Die Rückkehr (German Edition)
Die Rückkehr
Kapitel 1
»Und hier ist das Zimmer, in dem es am meisten spukt, Mr. Wilson.«
Das Messingschild an der Brust der Hausdame verkündete »Violet«, ein altmodischer Name, der im Gegensatz zu ihrem Hosenanzug von JC Penney stand. Anfang zwanzig und attraktiv, scheiterte ihr Make-up doch an der Aufgabe, um ihre Augen herum die schweren Jahre zu verbergen. Aber Wayne Wilson hatte selbst schwere Jahre hinter sich, und er hütete sie im Sarg seines Herzens.
»Nennen Sie mich ›Digger‹«, sagte er.
»›Digger‹?«, fragte Violet.
»Ich habe diese Bestatter-Masche am Laufen«, gab er zu und fühlte sich unter dem starren Blick ihrer blauen Augen etwas verlegen. »Der Zylinder und die viktorianischen Rockschöße. Teil der Veranstaltung.«
Wow. Beth, wenn du wirklich hier bist, wirst du sehen können, was für ein Clown aus mir geworden ist.
Doch die Toten blieben tot, und das Beste an ihnen war, dass sie nicht in der Lage waren, einen im Nachhinein zu kritisieren. Aber das Schlimmste an ihnen war, dass sie nicht da waren, wenn man sie brauchte.
»Also, haben Sie selbst irgendwelche Erfahrungen hier gesammelt?«, fragte Wayne, während er die Einrichtung beäugte und gegen eine Flut von Erinnerungen ankämpfte.
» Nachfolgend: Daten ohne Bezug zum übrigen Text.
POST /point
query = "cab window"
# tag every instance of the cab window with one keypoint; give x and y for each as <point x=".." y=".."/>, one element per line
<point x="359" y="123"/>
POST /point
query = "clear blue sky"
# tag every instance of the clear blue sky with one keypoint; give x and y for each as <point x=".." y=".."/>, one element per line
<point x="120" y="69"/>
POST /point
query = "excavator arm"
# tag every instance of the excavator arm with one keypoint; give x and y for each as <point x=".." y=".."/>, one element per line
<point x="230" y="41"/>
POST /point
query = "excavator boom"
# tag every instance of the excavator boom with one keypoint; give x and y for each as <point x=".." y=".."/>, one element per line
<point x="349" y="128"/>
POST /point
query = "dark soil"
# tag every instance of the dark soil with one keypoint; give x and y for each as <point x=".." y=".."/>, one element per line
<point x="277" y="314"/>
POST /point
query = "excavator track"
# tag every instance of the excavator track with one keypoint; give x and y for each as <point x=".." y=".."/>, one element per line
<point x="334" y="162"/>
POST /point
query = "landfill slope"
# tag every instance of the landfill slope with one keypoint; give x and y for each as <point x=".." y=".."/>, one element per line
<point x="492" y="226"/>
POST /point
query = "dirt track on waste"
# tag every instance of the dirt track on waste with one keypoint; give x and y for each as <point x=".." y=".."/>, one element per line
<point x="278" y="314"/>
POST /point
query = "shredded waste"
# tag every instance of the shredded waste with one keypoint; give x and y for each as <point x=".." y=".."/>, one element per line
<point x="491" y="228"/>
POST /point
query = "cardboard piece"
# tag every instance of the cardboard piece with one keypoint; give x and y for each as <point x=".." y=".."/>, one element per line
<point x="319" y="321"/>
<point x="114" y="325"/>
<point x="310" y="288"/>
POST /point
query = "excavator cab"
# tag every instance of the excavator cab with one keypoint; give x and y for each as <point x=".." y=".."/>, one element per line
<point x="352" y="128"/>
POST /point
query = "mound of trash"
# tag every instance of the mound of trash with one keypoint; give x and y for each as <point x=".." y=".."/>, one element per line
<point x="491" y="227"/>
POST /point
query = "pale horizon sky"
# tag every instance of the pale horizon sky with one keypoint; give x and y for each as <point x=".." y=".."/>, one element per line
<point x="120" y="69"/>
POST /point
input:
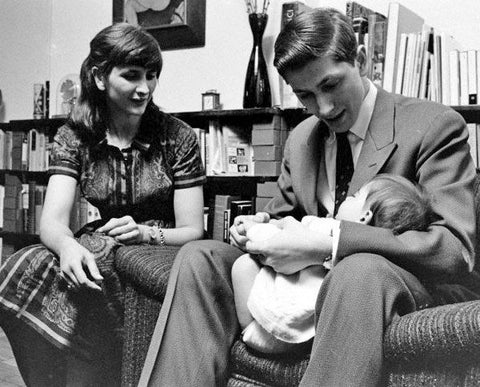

»Ich war noch nie auf Hochzeitsreise, und wenn, dann würde ich einen etwas exotischeren Ort auswählen als die Berge von North Carolina. Vielleicht den Vergnügungspark von Dolly Parton oder Paris.«
»Ich dachte eher an ›übernatürliche Erfahrungen‹.«
»Nur die hirntoten Zombies, die mich an der Bar anbaggern wollen.«
Wayne hörte nicht richtig zu. Das Hauptschlafzimmer von Zimmer 318 hatte sich seit seinem Aufenthalt siebzehn Jahre zuvor kaum verändert. Die Rosen auf der Tapete waren vergilbt, und an jeder Wand hing ein Bild mit herbstlicher Bergwelt. Die nachgemachten Möbel im Queen-Anne-Stil, abgeschlagen und mit Brandwunden durch Zigaretten gezeichnet, ein lila Plüschteppich, in dem sich Nagetiere vermehren konnten, und das breite Himmelbett waren noch genauso wie in seiner Hochzeitsnacht.
Sogar die Dekokissen schienen noch dieselben zu sein, überzogen mit fettigem Satin. Sie lagen am Kopfende genau wie sein Kopf und der von Beth in einer kalten Herbstnacht gelegen hatten. Bevor sie die Tür öffneten.
»Die Direktorin freut sich, dass Sie das White Horse für Ihre Konferenz ausgewählt haben«, sagte Violet.
Ich habe nicht gewählt. Ich wurde auserwählt.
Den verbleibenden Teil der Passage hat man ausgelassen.